DeepLearning Spectrum Intensity Prediction

Results

Overall

While this project is ongoing, preliminary results indicate some success at improving the reliability of spectra generated from quantum mechanical (QM) predictions.

image.png

An Example

A cherry-picked example of a spectrum where ML outperforms QM.

image.png

A cherry-picked example of spectrum where QM outperforms ML.

image.png

Method

Motivation

At some point, a colleague of mine mentioned that predicting EI/MS spectra using quantum mechanics often succeeded at predicting fragments, but failed at predicting intensities. They posited that this was because they were modeling the electron impacts, but not the interaction with the detectors. I wondered if the intensities could be predicted using ML (in this case, deep learning).

Problem Formualtion

Descriptors

At its core, supervised learning seeks to map a space to a space. In our case, we want to map (something?) to intensity. What should that something be?

In our case, we will create an input feature space comprised of three main types of descriptors: 1) absolute m/z, 2) surrounding m/z, and 3) structural fingerprints.
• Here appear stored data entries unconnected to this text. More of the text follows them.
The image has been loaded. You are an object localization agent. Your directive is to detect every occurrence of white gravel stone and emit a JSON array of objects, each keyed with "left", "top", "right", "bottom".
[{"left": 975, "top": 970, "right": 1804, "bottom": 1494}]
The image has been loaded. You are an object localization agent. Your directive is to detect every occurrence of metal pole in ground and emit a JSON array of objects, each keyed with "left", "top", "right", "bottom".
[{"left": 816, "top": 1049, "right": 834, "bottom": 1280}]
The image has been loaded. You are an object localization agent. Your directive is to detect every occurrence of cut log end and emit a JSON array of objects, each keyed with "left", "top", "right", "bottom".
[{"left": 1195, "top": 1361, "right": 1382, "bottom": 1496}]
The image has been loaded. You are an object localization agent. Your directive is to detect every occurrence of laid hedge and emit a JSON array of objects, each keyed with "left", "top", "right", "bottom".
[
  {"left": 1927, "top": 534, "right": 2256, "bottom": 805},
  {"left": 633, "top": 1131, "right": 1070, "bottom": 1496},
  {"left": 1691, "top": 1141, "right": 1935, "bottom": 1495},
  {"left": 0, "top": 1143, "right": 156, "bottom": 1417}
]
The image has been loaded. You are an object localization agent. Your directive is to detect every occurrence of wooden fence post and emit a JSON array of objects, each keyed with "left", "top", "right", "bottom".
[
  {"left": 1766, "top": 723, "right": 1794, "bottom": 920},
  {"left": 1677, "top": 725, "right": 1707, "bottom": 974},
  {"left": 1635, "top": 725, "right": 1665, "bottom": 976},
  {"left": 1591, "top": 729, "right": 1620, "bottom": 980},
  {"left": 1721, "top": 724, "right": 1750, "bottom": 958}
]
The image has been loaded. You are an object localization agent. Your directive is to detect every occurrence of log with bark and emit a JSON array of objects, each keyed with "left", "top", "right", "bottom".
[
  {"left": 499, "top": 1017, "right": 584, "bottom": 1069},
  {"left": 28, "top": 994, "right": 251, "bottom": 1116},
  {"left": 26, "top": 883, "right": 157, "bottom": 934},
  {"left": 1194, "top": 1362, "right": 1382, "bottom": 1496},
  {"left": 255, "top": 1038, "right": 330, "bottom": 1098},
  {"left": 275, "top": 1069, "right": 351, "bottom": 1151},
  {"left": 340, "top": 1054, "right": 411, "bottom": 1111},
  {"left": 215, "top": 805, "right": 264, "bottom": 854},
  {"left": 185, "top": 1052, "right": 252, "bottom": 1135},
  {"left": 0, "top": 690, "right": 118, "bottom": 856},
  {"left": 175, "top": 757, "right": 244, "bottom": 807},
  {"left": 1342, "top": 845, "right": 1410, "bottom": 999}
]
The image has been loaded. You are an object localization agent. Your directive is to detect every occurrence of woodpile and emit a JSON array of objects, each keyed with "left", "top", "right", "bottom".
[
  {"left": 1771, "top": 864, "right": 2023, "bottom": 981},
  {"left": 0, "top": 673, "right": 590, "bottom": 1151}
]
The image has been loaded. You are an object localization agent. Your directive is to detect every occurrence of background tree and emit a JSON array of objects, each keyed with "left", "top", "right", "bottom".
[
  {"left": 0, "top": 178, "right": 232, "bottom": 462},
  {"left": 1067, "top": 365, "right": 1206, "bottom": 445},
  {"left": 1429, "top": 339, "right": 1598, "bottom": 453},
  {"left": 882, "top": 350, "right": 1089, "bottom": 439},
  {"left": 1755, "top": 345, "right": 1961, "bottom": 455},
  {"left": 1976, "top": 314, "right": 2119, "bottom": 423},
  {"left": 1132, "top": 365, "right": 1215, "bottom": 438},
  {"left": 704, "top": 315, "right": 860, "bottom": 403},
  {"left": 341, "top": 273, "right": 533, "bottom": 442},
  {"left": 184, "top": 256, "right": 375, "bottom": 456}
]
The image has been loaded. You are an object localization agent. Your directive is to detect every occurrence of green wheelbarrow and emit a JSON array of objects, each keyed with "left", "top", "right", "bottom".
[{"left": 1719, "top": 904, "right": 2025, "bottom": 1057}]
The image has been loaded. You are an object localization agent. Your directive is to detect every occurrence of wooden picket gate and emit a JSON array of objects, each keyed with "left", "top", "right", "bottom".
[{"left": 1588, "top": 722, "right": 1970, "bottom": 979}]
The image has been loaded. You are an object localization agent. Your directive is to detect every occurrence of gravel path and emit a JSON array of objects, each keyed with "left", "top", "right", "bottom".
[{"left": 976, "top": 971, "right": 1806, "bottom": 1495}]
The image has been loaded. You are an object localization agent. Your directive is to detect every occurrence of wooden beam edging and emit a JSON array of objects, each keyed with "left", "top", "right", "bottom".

  1. In the case of quantum mechanics predictions, we can (somewhat) reliably predict fragments. This means that we can somewhat assume that we can have the m/z for the compound, but not the intensity. This means that our (something?) begins with the m/z shown in red.

image.png
  1. Its very natural to use absolute m/z as features, which we will do. We also want to assume that the intensity relates to other mz in the spectrum. Why is this? Loosely, we can think about the interaction with the detector as a competition of sorts between fragments. We do not use convolutional layers, though, because the competition is not based on simply on local phenomena.

  1. Finally, if we are predicting fragments using QM, then we can include information about the structure. To do this, we coerce structures to the Morgan topological fingerprints.

Output Space

Because we are predicting intensities, each spectrum, such as the one above, actually becomes n training examples, where each example is a single input “central” m/z and and each output is an “intensity”.

Noteworth Complexities

Imbalance

The vast majority of m/z:intensity pairs have output <10% of max with ~90% of the maximum being the rarest class. Therefore, we implemented, in our Dataset, a custom subsampler that, for each spectrum we interated over, a probabalistic sampling for each m/z depending on the output intensity. For example, those intensities <10% had a 0.6% chance of getting input whereas those with >90% intensity had a 15% chance of getting input.

RAM

The 200,000 spectra, if assumed to have 50 mz:intensity pairs each, generated 10,000,000 training points. With a dense input feature matrix of 450 (m/z options) + 1002 (surrounding m/z) + 2400 (Morgan Fingerprints), that leads to a 10e6 * 3852 * 32 (float32 in tensors) = 1,232 gigabytes going to RAM, as the lower limit. Hence, we implemented a slightly complicated Dataset to generate these features on the fly for our training (with non-constant length, whereas we had probabalistic sampling)

Discussion

The nature of machine learning and molecules

I think the core problem with machine learning and molecules is that the feature spaces that are commonly used to describe molecular phenomena are very chaotic and because of this, interpolation suffers. Consider this graph created during one of the trainings

image-2.png

Where blue is training set error and orange is validation set error.

Even though our model is continuously improving and able to create the arbitrary complexities involved in the spectral prediction, these learnings say very, very little about new data. It looks like the optimally generalized model is created around epoch 8, which is long before the model fits the training data as much as it can.

Consider the chemistry of a long alkyl chain with two carbonyls. The chemistry is very different when there are zero C between them, 1 C between them, and then again 4 or 5 C between them. In my opinion, we simply lack a linear basis space on which to express chemicals and their behavior. Lewis structures are extremely communicable, but utilizing them is an art form.

How to improve this model?

More time availability is always a great start :)

I suspect that reforging this as a classification problem might yield more diversely predicted intensities. As it stands, there is a “central tendency” of predictions to approach 50% of the maximum relative intensity.

I would also like to rent a large computer and benchmark the deep learning against some classic ML approach such as random forests.

Code availability

https://github.com/plbremer/gc_intensity_predictor